Les postes de préjudice de Madame [V] [W] s’évaluent donc ainsi :
Postes de préjudice
Madame [V] [W]
DSA
335,05 €
FD
37.897,09 €
DSF
5.623,64 €
FD permanents
123.896,63 €
DFT
5.579 €
SE
3.500 €
PET
1.800 €
DFP
45.000 €
PS
3.500 €
PEP
3.500 €
PA
6.500 €
Total :
237.131,41 €
Contrairement à ce qu’affirme Madame [V] [W] dans ses écritures – où elle demande la condamnation de l’ONIAM à lui payer la somme de 310.627,85 € en intégrant dans sa demande les créances des tiers payeurs au titre des dépenses de santé actuelles et futures – Madame [V] [W] ne peut que plaider pour sa propre cause et ne peut pas intégrer dans son patrimoine ce qui intéresse le patrimoine des tiers payeurs. Au demeurant, dans le corps de ses écritures, Madame [V] [W] ne demande pas d’indemnisation pour ces créances, seule l’indemnisation des restes à charge étant poursuivie.
Au total, donc, il convient de condamner l’ONIAM à payer à Madame [V] [W] la somme de 237.131,41 € en réparation de ses préjudices en lien avec l’accident médical.
Cette somme portera intérêts à compter de la présente décision.
Sur les demandes accessoires
Madame [V] [W] sollicite de rendre cette décision commune à la CPAM de [Localité 16], à la Mutuelle MIEUX ETRE et à la Mutuelle AUDIENS, mais ces personnes n’ont pas été mises dans la cause et la décision ne peut donc pas leur être déclarée commune.
En revanche, il y a lieu de déclarer la présente décision commune aux parties qui ont effectivement été mises dans la cause par Madame [V] [W], soit Thelem Mutuelle Santé, la CPAM du loiret et la Mutuelle Génération Mutuelle BNP PARIBAS.

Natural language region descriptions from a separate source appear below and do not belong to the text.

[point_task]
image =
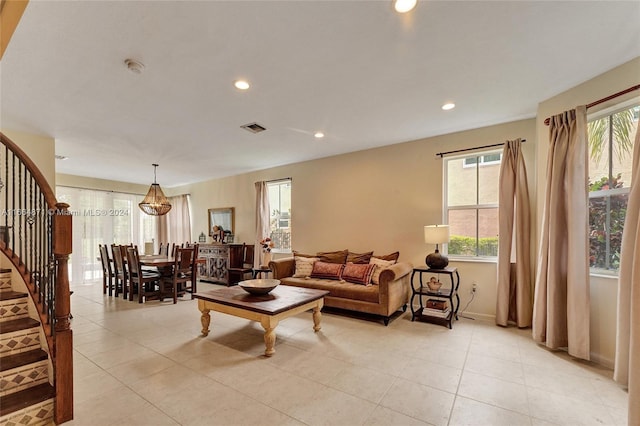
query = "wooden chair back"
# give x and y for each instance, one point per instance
(107, 272)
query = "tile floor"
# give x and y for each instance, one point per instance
(147, 365)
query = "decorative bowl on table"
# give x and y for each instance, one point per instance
(259, 286)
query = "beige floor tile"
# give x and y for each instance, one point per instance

Partie succombante, l’ONIAM doit être condamné à payer les dépens de Madame [V] [W].
S’agissant de l’article 700 du CPC, Madame [V] [W] sollicite la somme de 2.870 € et produit les sommes dépensées pour obtenir l’assistance de son Conseil, l’aide de sa protection juridique étant déduite.
Il y a lieu, au nom du principe de réparation intégrale, qui interdit de contraindre une victime à prélever sur ses indemnités pour payer son Conseil, de condamner l’ONIAM à payer à Madame [V] [W] la somme de 2.870 € au titre de l’article 700.
Enfin, il n’y a pas lieu d’écarter l’exécution provisoire, eu égard à l’ancienneté du lien d’instance.
PAR CES MOTIFS,
Statuant publiquement par mise à disposition au greffe, en premier ressort, par jugement réputé contradictoire, susceptible d’appel ;
JUGE que l’ONIAM devra indemniser Madame [V] [W] de ses préjudices en lien avec l’accident médical subi par elle ;
CONDAMNE l’ONIAM à payer à Madame [V] [W] la somme de 237.131,41 € en réparation de ses préjudices en lien avec l’accident médical ;
DIT que cette somme portera intérêts à compter de la présente décision ;
DÉCLARE la présente décision commune aux parties mises dans la cause par Madame [V] [W], soit Thelem Mutuelle Santé, la CPAM du loiret et la Mutuelle Génération Mutuelle BNP PARIBAS
CONDAMNE l’ONIAM aux dépens ;
CONDAMNE l’ONIAM à payer à Madame [V] [W] la somme de 2.870 € au titre de l’article 700 du CPC ;
DIT n’y avoir lieu à écarter l’exécution provisoire.
La minute a été signée par Monsieur Maximin SANSON, Vice-président et Madame Maryse BOYER, greffière.